Release store in C2 putfield

Fri Sep 5 14:35:55 UTC 2014

On 09/05/2014 09:57 AM, Andrew Haley wrote:
> On 09/05/2014 02:08 PM, Doug Lea wrote:
>>
>> 1. As far as I can see, the G1 post barrier enforces ordering,
>> but the plain one (GraphKit::write_barrier_post) does not.
>> On the other hand, some GC barrier-related mechanics seem to
>> be strewn elsewhere, so might have this effect. In particular,
>> the release inside Parse::do_put_xxx seems suspicious.
>> I'd expect CMS, but not the other GCs, to have the
>> same constraints as G1...
>
> That G1 code isn't so bad: it is at least conditional in that the card
> is read and the memory barrier is used if and only if the card is not
> young.  The code to which I really object uses a release store for
> every card table write.

I think we (also Mikael) agree that the GC barriers (*write_barrier_post)
ought to be self-contained to reflect their actual constraints, ideally
avoiding any need to deal with them in Parse::do_put_xxx or elsewhere.
Probably this means some changes for CMS (not just G1) vs other collectors.

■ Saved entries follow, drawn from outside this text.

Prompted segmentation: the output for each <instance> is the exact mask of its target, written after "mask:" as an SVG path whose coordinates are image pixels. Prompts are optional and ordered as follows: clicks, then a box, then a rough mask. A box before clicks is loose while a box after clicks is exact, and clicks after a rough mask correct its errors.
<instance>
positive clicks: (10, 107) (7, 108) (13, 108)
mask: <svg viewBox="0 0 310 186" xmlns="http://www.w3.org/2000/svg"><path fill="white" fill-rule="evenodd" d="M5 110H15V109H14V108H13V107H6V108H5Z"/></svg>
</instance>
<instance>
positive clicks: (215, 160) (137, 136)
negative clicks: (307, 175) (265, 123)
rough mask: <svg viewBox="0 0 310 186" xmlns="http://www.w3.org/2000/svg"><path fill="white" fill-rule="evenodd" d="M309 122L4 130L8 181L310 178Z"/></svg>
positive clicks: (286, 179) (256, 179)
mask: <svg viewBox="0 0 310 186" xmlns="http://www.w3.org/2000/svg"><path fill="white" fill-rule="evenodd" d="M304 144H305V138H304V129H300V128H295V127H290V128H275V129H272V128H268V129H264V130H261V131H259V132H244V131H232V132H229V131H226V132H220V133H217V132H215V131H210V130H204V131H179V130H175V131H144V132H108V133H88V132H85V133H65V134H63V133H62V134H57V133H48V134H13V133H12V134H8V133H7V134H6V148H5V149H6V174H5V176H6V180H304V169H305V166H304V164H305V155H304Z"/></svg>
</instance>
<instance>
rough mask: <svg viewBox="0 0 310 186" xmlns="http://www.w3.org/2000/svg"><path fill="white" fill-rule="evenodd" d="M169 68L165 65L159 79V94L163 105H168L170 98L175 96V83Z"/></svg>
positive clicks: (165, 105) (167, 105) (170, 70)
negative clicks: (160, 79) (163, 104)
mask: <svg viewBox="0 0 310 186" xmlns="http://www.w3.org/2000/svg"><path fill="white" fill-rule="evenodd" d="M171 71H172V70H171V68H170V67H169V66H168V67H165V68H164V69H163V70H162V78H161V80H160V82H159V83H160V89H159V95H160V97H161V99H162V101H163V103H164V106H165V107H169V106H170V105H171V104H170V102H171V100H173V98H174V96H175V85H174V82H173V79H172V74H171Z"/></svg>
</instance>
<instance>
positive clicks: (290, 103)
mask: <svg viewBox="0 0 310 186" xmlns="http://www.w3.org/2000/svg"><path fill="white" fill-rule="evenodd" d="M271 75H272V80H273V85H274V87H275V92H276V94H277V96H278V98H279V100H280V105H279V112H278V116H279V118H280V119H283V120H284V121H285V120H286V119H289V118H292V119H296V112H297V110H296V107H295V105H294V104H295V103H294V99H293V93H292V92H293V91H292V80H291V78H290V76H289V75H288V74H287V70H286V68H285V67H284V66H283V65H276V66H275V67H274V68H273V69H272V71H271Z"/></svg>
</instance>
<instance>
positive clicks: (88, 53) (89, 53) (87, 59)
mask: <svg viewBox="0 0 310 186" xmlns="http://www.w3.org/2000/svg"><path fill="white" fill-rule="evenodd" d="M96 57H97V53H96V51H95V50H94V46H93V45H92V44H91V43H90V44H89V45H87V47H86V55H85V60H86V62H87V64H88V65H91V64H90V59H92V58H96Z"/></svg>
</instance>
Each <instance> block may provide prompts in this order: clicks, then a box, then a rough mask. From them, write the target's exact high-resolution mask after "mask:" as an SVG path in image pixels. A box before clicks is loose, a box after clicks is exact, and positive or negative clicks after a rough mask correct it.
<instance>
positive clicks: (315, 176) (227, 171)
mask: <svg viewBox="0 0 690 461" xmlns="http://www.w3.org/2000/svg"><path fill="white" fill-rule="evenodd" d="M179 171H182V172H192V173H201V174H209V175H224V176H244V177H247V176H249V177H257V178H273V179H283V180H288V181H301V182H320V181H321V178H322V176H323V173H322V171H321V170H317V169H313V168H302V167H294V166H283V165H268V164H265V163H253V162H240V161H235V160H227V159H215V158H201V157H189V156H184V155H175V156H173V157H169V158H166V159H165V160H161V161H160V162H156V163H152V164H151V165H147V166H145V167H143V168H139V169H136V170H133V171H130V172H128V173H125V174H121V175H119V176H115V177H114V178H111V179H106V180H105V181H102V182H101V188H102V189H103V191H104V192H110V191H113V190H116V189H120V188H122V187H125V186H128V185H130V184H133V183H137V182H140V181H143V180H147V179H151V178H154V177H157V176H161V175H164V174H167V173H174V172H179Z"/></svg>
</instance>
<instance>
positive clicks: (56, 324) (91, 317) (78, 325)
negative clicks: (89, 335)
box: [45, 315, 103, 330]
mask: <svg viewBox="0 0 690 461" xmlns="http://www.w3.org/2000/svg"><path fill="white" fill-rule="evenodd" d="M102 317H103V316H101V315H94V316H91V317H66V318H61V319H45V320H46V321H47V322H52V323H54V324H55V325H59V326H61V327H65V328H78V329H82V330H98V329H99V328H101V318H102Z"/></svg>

> either the card table needs a release or it doesn't.

A related fun fact about release per se is that you have no
assurance when that store will occur. It could be postponed
for as long as instruction scheduler of the further optimized
graph feels like doing so. I expect/hope not past a safepoint though.

>
>> 4. Reminder to Andrew: We cannot let the VM crash when people
>> write racy/wrong code including unsafe publication.
>
> There's absolutely no way I'd do that

(Of course I didn't mean to accuse you of it, just remind you of it
when contemplating what to do here!)

>
> I am arguing against every oop store being a release store, which
> seems Very Wrong to me. (This seems to be for IA64, which as far as I
> know is a private SAP target.  This code really should be marked
> IA64-ONLY, but it would be even better to reorganize the way this
> stuff is handled in HotSpot.)

> I am wondering whether to give up trying to use acquire and release
> instructions for the time being, and fall back to using explicit
> barriers.  It's rather messy, but it's good enough until this gets
> sorted out properly.
>

I'm not sure.

ARMv8 (also IA64) acquire/release specs bind some effects
to the locations. If you treat the release and store
as separable, and later combine at instruction generation, it's
superficially conceivable that you'd lose something in case you
matched different writes with different fences. (Plus, if you
cannot combine, you'd choose a plain fence or use fake thread-local
target for releasing write; although we've seen (for x86) that
choosing fake targets can be challenging...)

But I don't know of any cases (i.e., compiler transforms) in which
this could possibly matter wrt to any JMM-related guarantees.

-Doug